Yeah, the whole 'it began in 2002' statement seemed a little suspicious. Almost every parish in the diocese noticed a bump in 2001 after the 9/11 attacks. The decline began way before then.
~Dr. K
Here in Sunny Gates, Average weekend attendance at St. Theodore's was in the 1,800 range in the mid 90s. It's now in the low 900s.
Some of the possible causes: changes in pastors; an African-American pastor (sadly, some people admitted that they did not like having one of "them"); a controversial renovation project; the taking over of the the parish grade school by the diocese, which turned it into a junior high, then closed it; demographic changes in Gates; general societal trends.

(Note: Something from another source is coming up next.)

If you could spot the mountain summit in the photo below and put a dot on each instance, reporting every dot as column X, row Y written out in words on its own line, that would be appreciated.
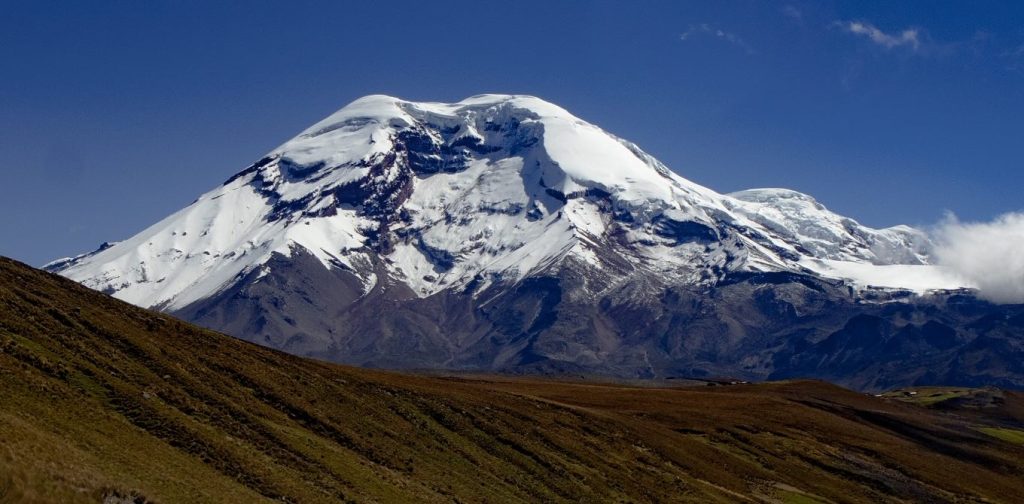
column 500, row 232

The decline here began at least in the 90s. I was not here earlier to know if it began even earlier.
Lee,
It sounds like your parish Mass attendance is collapsing at about the same rate as DOR's, and for many of the same reasons.
Here at Holy Cross we're down ~14% since 1998. While we, too, have lost our school we have also had the same pastor all that time which, I think, is critical.
Interestingly, our 2008 AOA was down 76 people (7.2%) immediately following the loss of our school, but last year we went up by 57, meaning that we're now only down a net of 19 folks (1.8%) post school closure. I credit an increased emphasis on what were already extensive family-oriented programs for this.